Education Spending Cuts
So Becta are officially gone in the autumn: by closing the quango the government hopes to save £80m.
And beyond that the education department’s budget will be cut by another £590m. The Chancellor has said that schools’ funding, the Sure Start programme and spending on education for 16-19-year-olds will be protected. But that leaves a lot of the Education budget protected:
- Sure Start: £1.8bn
- General Schools Spending: £31.7bn
- Teachers’ pension scheme: £10.7bn
- Young People’s Learning Agency (the 16-19 part of Learning and Skills Council): £6.5bn
- Academies and Specialist Schools: £1.1bn
That means only £9bn out of a total £61bn Education budget that can be cut.
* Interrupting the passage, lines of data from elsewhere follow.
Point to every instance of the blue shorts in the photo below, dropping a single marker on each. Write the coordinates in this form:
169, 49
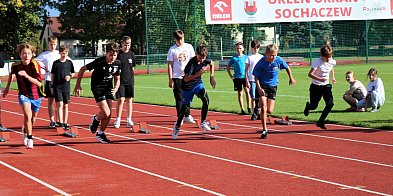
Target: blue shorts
189, 95
35, 104
253, 87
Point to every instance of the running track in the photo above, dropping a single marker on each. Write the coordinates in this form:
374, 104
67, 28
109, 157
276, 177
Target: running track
295, 160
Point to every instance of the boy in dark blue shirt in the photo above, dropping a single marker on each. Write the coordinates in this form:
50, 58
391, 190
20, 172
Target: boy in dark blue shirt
193, 85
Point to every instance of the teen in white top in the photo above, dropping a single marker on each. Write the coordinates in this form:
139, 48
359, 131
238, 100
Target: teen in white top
322, 70
179, 56
251, 61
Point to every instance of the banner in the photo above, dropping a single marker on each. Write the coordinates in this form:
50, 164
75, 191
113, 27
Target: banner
272, 11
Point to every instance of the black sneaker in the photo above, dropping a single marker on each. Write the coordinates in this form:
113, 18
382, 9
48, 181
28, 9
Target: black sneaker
321, 125
102, 138
253, 116
264, 134
52, 124
66, 127
94, 124
307, 109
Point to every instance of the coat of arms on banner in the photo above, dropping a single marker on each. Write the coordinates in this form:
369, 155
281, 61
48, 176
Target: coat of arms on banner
250, 7
221, 10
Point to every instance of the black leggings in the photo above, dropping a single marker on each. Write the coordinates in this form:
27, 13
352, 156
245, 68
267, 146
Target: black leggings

So that £590m will be a 7% cut of everything else.
If you assume that the Building Schools for the Future (BSF) programme will continue in some form (or at least that many contracts have already been signed and won’t be reneged on), then there is only £5bn left unprotected – and 13% of that will be cut.
If you work in a quango or agency (or a supplier company) that gets publicly funded outside of these protected areas, I would be pretty worried right now!
The unknown part is how much of what these quangos do is seen as really essential, and will just be reabsorbed in a re-organised Department of Education (i.e. Becta employees become DfE employees) and how much will just be cut loose.
And let’s be honest; the government will need to reduce spending again by double the amount next year, so by the end of 2011 over 40% of those ‘non-core’ activities of the Education department could have ended.